I swallowed heavily at his meaning. This wasn’t just a hiding place. It had been Ludvik’s base of operations, where he’d studied his targets, made meticulous plans, and waited for the right moment to strike.
The more I got to know about this vampire, the more I felt like ripping his throat out.
“We have to tell the Alliance.” I met Samuel’s and Barney’s gazes, my heart thundering against my ribs. “We’re going to need extra help if we want to track him down before the full moon. Besides, they need to know Ludvik’s been in the building all this time.”

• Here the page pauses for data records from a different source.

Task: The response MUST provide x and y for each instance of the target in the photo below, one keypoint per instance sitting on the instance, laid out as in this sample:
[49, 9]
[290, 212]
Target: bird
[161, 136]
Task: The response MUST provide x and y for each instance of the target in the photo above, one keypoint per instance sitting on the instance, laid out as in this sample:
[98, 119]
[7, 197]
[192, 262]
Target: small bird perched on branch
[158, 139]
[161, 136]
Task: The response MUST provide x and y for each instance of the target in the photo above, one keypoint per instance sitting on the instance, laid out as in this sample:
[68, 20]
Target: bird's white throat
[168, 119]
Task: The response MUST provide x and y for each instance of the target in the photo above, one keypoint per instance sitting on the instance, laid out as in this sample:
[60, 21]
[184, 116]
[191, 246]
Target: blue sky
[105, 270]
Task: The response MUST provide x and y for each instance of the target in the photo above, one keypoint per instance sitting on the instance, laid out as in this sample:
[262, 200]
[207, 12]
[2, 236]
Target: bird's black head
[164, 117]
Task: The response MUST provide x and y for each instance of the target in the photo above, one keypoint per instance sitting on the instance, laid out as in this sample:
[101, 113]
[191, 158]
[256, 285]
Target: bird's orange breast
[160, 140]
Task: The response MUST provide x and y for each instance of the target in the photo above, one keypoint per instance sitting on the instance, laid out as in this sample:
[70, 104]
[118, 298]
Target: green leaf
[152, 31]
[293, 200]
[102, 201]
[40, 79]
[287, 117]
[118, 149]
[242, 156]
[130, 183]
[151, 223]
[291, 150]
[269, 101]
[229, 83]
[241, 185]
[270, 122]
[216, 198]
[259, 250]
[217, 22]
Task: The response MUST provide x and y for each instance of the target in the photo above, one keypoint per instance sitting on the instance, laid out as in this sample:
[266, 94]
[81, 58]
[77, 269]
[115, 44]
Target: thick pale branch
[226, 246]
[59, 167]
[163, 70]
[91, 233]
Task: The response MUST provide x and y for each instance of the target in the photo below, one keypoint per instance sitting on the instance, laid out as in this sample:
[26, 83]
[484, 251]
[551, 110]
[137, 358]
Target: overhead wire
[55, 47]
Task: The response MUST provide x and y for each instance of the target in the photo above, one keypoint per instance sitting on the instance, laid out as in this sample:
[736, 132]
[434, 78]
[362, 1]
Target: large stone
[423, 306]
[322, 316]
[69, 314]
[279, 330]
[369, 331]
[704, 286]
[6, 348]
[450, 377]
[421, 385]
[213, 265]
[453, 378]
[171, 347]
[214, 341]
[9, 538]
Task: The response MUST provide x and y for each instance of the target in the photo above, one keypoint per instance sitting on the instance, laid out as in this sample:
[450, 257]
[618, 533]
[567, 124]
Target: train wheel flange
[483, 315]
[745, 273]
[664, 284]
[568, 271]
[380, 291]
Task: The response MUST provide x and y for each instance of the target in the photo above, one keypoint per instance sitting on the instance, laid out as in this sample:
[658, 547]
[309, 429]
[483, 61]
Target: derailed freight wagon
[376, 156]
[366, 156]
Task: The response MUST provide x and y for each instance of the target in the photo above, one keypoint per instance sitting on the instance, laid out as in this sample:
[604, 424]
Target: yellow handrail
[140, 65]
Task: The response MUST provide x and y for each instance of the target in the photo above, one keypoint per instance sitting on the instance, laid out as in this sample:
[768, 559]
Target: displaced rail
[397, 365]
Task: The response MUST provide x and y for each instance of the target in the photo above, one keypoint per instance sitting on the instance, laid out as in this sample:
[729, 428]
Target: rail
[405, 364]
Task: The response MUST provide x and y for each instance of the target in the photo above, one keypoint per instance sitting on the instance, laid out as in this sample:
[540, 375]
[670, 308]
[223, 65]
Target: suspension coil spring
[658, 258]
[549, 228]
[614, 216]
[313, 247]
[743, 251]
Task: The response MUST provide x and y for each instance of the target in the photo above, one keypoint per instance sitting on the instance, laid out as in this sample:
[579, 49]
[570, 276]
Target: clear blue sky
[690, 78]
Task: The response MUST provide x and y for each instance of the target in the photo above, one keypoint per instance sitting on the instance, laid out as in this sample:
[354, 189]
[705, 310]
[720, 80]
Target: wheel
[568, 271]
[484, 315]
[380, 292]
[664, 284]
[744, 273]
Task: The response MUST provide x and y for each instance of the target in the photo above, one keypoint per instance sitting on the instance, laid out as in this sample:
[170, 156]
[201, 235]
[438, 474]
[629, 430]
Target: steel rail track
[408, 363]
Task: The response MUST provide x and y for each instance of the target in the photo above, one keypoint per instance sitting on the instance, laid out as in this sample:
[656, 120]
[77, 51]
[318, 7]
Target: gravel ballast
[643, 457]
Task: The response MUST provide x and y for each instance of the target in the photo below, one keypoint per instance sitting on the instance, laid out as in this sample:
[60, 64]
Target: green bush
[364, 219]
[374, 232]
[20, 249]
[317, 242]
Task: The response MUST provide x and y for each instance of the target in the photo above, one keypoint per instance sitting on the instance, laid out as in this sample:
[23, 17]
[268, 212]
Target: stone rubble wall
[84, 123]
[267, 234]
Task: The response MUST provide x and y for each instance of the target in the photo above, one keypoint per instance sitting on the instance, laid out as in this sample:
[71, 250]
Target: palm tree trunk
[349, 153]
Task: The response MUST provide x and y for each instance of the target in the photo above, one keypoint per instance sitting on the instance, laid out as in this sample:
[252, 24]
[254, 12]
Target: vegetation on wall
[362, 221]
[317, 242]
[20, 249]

Samuel pinched the bridge of his nose. “Something tells me they’re not going to take the news well.”
I noticed Bo nosing at a stack of paper. “What is it?”
“I smell something,” he huffed excitedly. His ears suddenly flattened. He whined and backpedaled behind me, his tail down.
I leaned down and picked up what he’d unearthed.
It was a blank piece of paper. My belly twisted when I turned it over.
Someone had scrawled “burn the doll” in blood on the other side.